Question

A particle inside the rough surface of a rotating cone about its axis is at rest, relative to it as a height of 1m above its vertex. Friction coefficient is $\mu =0.5$. If half angle of cone is ${45}^0$, the maximum angular velocity of revolution of cone can be:

• A. $\sqrt{10}$ rad/s
• B. $\sqrt{30}$ rad/s
• C. $\frac{\sqrt{40}}{3}$ rad/s
• D. $\sqrt{50}$ rad/s

Answer 1

The correct option is A $\sqrt{10}$ rad/s

$Given$ :- Mass of particle be ( $m$ )

Half angle of cone = 45°

Coefficient of friction ( $\mu$ ) = 0.5

Acceleration due to gravity $\left(g\right)$ = 10 ${m/s}^2$

Height of particle from vertex $\left(r\right)$ = 1m

$ToFind$ :- Maximum angular velocity ( $\omega$ )

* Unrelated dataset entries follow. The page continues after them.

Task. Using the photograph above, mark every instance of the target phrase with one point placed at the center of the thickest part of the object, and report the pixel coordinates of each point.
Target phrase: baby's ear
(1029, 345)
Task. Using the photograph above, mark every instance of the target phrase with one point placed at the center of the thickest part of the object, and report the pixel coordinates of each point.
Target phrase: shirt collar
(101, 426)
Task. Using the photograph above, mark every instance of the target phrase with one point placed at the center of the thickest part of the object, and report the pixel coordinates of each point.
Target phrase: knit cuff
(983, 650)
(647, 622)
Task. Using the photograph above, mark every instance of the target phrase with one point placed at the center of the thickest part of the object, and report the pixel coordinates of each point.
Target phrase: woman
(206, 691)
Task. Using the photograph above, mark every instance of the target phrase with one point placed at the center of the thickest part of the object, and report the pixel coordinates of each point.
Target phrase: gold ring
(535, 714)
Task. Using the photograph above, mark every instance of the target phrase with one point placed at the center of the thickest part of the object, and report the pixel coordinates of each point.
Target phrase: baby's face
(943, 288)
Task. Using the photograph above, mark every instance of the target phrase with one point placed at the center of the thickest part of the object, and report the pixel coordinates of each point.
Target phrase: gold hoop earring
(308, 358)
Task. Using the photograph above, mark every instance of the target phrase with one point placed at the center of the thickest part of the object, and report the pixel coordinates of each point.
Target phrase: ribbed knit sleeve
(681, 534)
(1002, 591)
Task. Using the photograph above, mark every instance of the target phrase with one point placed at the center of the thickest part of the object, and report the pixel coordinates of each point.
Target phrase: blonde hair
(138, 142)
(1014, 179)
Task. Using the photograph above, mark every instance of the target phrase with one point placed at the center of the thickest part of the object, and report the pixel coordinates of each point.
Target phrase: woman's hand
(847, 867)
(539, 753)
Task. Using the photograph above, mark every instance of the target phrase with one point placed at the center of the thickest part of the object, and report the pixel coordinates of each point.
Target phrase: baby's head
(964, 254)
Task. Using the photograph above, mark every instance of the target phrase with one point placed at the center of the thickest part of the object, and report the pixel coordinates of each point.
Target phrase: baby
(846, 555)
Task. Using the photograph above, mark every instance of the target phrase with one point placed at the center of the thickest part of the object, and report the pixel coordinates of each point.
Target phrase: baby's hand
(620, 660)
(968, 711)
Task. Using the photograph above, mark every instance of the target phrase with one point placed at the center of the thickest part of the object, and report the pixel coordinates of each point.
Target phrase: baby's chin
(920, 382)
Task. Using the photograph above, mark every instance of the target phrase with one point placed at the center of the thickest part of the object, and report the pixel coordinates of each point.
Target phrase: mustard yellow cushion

$Solution$ :- we know , for max $\omega$ , friction $\left(f\right)$ = 0

Now since the particle is at rest ,

$\therefore$ $mgsin45°=F_{Centripetal}sin45°$

$⟹$ $mg=F_{Centripetal}$

$mg=mr{\omega }^2$

$⟹$ $\omega =\sqrt{\frac{g}{r}}$

$\therefore$ $\underset{–}{\omega =\sqrt{10}rad/s}$

Hence , $\underset{–}{OptionA\left(\sqrt{10}rad/s\right)iscorrect.}$